So, it seems to be plausible, that |B > < A| is a matrix, or operator.

Two important items to remember:

(1):   < A|B > : inproduct, or inner product, usually the projection of A on B.

(2):  |B > < A| : usually corresponds to a matrix or linear operator.


Next, we will spend a few words on Classical Information versus Quantum Information.


Chapter 3. Classical Information versus Quantum Information.

We are now ready to compare some aspects of Quantum Information, to "Classical" information.
To narrow this down a bit, let's compare information of qubits to "classical bits".
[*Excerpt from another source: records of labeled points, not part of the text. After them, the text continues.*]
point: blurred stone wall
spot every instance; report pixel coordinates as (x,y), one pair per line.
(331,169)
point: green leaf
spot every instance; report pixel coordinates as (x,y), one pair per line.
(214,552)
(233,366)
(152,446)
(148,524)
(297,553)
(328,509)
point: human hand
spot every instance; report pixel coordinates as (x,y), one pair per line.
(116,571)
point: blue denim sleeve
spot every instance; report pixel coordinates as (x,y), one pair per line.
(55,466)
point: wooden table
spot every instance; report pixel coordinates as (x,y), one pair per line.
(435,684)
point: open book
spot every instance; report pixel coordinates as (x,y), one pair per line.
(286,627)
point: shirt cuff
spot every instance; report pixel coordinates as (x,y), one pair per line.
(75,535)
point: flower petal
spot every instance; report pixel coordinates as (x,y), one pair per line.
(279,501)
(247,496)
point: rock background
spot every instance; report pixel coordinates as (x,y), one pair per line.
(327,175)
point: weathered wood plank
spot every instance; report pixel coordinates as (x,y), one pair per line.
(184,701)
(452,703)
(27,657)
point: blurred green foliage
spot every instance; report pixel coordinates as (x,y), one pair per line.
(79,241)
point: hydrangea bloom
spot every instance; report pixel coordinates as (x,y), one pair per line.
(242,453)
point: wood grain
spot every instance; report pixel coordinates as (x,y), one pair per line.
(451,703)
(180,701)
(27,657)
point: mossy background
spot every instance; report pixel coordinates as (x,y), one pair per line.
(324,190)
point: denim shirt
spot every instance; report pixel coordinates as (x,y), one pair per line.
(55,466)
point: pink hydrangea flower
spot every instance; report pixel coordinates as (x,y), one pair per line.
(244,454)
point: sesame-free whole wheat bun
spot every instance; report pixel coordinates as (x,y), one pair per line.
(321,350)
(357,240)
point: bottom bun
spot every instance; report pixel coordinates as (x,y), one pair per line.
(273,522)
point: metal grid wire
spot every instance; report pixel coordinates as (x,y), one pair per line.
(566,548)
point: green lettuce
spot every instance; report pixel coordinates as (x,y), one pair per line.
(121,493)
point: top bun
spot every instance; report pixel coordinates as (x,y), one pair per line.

If you would consider a special case of Classical Information, like for example "bits" in a digital computer memory,
then some obvious observations can be made.
For example, the state of a computer register, is completely "known" at a certain moment. It might contain a bitstring like "1001 1101",
and this can be read, copied to tape, or disk, or another computer, or multiple disks etc..

=> (1) For Classical information, it is generally true that:
  • you can read a register, or memory location, without altering it. It's "state" will not be altered.
  • you can "clone" classical bits without any problem.
  • you can "broadcast" classical bits to many destinations without any problem.
  • If "power keeps on" and futher you do nothing at all, a memory location keeps that same bit string for years.
  • if you don't know the state (content) of a register (or memory location) you can still copy it.
=> (2) For Quantum information, it is generally true that:
  • You don't know the "value" of a qubit. It's "unknown". You only know it can be represented by a superposition of states.
  • If try to "read" it, you interact with it, which "alters" it state.
  • You cannot "copy" a qubit, since you cannot read or measure it precisely. It's a superposition, unless you "collaps" or "project" it.
  • In general, if you "measure" a superposition of states, you get different outcomes all the time. At best you can get (over time) an expectation value.
  • In general, if you "measure" a Quantum System, you get "a value "which you might consider as "classical" but it does not represent the former (fuzzy) Quantum state. That is lost.
  • Quantum Information cannot be fully converted precisely to classical information, and the other way around.
How about that? Would you (largely) agree with the listings above?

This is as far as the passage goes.